While Lucas promises that his new films will tackle philosophical issues ranging from theology to slavery in contemporary society, he says they'll be 'short projects, like normal people do. You shoot a few months, they're finished in a year, and if you want to do another one, you still have time off.' Given a powerful enough vision, as Yoda might say, size matters not. A 32-year-old former coder named Shane Carruth walked away with the Sundance festival's coveted Grand Jury Prize last year for a knotty thriller on the subject of time travel called Primer. Total cost of production: $7,000.

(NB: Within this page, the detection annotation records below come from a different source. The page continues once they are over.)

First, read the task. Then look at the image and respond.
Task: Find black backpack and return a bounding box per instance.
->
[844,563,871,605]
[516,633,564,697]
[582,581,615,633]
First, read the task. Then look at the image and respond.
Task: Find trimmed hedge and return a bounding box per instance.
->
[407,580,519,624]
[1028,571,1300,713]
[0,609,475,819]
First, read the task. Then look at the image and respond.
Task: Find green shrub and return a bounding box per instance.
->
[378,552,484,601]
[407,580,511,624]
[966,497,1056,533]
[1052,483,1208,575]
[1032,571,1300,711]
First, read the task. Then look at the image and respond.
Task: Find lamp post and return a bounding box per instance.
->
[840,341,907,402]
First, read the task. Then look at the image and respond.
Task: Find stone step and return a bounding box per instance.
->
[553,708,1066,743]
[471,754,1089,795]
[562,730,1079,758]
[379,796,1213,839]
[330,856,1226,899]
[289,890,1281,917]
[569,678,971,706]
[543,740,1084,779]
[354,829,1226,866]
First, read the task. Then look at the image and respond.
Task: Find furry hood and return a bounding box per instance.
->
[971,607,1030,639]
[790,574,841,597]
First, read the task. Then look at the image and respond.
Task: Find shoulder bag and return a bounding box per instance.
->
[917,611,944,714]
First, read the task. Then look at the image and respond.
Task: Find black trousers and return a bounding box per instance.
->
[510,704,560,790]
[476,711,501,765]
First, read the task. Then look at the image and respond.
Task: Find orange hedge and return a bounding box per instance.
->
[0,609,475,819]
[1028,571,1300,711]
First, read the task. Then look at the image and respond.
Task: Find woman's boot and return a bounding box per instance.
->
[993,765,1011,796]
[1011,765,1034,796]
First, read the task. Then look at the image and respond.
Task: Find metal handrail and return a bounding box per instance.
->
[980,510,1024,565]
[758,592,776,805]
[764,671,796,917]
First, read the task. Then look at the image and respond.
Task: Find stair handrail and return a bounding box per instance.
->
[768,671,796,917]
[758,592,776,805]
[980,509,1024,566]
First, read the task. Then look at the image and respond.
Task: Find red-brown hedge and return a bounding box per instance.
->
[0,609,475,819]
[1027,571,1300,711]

'I'm proud of George, but I'm worried about him,' says Lucas' former cinematography instructor, USC professor emeritus Woody Omens. 'He was trying to speak a different cinematic language at an early point in his career, and he's still trying to get to that. If he wanted me to mentor him again 40 years later, I would say, "Let go. Do something that explores the non-narrative side of human expression from the perspective of a master and a veteran. Go and make the movie of your life."'

The myth of Luke Skywalker hinges on courageous acts of liberation. In our conversation at the ranch, Lucas sums up the central theme of his films from THX 1138 to Revenge of the Sith: 'How do you personally get to the point where you wake up out of your stupor and take charge of your life and do dangerous and scary things?' Now that Lucas' odyssey in the land of droids and Wookiees is over, he has an opportunity to tap the bravery of the younger self who mapped out a universe at his desk with a No. 2 pencil. The masters of independent cinema and the digital rebel alliance have assembled outside the gates of Skywalker Ranch to deliver a message: 'Lucas, trust your feelings.'"

WELL, GEORGE, GOOD LUCK TO YOU. It might be the greatest career switch since Rimbaud went from poetry to gun-running. But Rimbaud revolutionized poetry in his teens, and dropped it in his 20s. George is 60. Strike back soon, Luke.